第26章 面白くない子
男関係かといえばそうだし、違うといえば違う。
だからこう答える。
『ただ、ローザさんにお礼が言いたいだけです』
『珍しい娘ね。あの子に怒鳴りに来る娘はいてもお礼を言いに来る娘なんていなかったわ。いいわ・・・ローザのところに連れて行ってあげる。但し、お客としてよ』
リヴァイとファーランがローザは客としてなら会うと言っていたことを思い出し、お金足りるかな・・・なんて思いながら頷いた。
『こんな所にまで会いにくるなんてね・・・リサ』
『ローザさん、お仕事中にすみません』
大きな鏡台の前に座り乱れた髪の毛を梳かし、鏡越しにリサと目が合う。
甘く、官能的な部屋の香りにたじろぎながらリサは立体機動装置を外し立ちすくむ。
『何しに来たの?アハッ、まさか女同士に目覚めたってことじゃないでしょうね』
『いえ、御礼を言いにきました。私を・・・救っていただきありがとうございました。ローザさんがリヴァイさんに協力してくれなかったら私はずっとあのままでした』
目を瞑り深い角度で頭を下げる。
リヴァイ達との話は中途半端になっていたが、恐らく憲兵への手紙をリヴァイが託したのはローザだ。
『あぁ・・・そういうこと。
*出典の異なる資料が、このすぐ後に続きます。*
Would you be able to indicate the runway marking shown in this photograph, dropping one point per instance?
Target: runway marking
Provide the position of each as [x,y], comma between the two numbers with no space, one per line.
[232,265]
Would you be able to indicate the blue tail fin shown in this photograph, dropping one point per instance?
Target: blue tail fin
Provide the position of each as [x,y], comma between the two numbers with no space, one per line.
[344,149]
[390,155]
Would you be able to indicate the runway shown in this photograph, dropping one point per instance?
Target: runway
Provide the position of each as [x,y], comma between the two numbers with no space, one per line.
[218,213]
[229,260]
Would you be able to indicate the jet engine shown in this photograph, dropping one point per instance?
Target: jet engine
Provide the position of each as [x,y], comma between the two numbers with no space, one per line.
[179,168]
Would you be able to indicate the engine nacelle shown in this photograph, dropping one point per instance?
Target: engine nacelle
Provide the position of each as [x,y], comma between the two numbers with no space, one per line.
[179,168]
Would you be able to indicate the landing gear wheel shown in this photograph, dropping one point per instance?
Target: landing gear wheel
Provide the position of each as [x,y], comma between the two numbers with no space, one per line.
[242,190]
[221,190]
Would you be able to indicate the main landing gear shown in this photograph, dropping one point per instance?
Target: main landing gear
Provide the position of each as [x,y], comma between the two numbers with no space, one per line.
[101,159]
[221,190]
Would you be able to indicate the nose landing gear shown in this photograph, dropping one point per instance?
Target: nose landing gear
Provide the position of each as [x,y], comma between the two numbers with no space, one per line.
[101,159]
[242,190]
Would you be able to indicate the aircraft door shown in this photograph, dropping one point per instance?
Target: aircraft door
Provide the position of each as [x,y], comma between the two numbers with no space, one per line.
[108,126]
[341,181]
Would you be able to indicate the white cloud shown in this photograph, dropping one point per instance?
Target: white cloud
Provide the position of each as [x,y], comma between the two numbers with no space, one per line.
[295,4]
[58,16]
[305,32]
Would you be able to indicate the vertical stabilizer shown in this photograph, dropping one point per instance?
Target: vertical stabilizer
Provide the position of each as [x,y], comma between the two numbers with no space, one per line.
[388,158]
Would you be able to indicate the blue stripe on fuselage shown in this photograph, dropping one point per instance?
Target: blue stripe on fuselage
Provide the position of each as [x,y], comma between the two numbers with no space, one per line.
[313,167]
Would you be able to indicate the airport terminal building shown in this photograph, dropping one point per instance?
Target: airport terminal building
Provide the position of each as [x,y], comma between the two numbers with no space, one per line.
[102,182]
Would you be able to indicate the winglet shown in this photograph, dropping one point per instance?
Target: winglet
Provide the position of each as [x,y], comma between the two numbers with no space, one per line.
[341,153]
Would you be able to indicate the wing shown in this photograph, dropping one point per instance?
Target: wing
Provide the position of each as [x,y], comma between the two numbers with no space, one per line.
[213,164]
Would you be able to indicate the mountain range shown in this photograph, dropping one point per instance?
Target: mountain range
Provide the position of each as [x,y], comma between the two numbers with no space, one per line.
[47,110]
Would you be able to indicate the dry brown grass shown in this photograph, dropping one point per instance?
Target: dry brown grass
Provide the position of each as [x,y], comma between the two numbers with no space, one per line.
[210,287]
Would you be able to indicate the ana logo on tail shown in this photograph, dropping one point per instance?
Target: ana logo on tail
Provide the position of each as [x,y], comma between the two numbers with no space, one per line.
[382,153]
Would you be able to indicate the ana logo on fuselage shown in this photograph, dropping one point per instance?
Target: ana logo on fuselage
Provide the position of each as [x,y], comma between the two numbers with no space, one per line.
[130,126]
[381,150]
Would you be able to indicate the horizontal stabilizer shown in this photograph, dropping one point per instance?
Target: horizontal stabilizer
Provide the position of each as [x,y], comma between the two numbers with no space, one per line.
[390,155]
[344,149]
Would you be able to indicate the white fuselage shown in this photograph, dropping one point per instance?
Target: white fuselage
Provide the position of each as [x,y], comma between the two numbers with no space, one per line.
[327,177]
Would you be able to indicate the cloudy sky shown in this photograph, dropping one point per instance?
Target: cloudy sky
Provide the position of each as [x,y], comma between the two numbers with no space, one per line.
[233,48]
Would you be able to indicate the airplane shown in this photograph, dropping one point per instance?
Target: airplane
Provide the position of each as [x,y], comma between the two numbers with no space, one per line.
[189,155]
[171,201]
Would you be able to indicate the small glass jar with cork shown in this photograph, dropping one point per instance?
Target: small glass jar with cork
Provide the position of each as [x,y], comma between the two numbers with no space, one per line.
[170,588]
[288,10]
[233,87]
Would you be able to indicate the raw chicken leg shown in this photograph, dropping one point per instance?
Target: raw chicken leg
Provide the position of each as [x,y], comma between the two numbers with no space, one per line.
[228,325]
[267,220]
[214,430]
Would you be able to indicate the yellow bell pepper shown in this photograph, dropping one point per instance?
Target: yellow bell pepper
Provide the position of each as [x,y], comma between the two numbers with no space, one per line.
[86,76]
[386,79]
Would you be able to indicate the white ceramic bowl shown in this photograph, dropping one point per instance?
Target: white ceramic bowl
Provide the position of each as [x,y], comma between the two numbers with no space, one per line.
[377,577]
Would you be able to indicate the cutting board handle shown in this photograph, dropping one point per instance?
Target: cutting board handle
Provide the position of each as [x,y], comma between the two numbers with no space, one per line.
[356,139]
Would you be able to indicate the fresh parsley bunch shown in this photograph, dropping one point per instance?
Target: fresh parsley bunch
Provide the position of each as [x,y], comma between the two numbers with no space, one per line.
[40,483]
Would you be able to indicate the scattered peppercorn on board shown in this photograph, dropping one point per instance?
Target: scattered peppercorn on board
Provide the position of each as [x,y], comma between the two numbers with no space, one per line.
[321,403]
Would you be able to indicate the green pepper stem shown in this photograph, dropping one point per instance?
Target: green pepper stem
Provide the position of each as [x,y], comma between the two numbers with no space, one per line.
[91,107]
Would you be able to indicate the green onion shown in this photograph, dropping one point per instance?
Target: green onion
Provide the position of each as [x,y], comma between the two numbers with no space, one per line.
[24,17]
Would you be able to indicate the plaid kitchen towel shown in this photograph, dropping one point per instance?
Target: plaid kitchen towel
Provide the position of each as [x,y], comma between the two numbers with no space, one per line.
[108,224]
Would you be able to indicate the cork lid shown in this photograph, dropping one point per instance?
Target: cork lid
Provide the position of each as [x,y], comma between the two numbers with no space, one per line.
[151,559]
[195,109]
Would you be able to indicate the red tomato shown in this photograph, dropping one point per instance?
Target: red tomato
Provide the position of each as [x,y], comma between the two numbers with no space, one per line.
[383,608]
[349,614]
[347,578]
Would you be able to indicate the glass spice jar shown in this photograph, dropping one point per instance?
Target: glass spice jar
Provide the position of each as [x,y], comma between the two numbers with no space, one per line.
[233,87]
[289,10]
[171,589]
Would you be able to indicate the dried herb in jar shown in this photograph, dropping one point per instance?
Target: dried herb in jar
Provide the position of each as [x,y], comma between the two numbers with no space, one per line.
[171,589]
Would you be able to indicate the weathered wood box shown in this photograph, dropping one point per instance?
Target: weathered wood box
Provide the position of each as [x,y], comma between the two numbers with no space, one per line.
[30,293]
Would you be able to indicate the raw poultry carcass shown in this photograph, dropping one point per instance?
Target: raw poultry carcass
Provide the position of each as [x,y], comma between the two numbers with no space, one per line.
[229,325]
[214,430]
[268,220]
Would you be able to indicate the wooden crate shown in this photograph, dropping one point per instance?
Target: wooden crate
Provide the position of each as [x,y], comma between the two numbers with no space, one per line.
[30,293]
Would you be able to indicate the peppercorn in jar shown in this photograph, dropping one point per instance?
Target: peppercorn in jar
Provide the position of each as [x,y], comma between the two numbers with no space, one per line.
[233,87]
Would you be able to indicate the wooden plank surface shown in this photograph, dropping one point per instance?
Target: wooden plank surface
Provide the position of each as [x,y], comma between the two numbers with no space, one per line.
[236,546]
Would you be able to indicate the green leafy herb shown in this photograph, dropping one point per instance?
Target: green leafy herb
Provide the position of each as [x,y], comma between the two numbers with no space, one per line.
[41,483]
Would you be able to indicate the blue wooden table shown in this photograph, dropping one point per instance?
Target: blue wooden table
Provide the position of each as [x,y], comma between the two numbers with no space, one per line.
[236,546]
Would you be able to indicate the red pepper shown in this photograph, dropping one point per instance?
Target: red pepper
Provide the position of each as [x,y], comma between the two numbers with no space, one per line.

アンタ達は揃いも揃って馬鹿ね』
『・・・・・・達?』
『それに、用があったとはいえリヴァイは客としてもここに来てるの知ってる?お金払って会いに来たのに何もせず帰るなんて有り得ないよね』
自分の為だと頭の中で言葉を何度も反復させて分かってますと言う。
『・・・・・・喚き散らさないのね。やっぱり馬鹿だわ・・・。そして真面目過ぎて面白くない』
髪をひとつにまとめ口紅を塗り直すと、ローザはベッドに仰向けに倒れる。
リサもここで喚き散らせたらどれどけ楽になるだろうかと思う。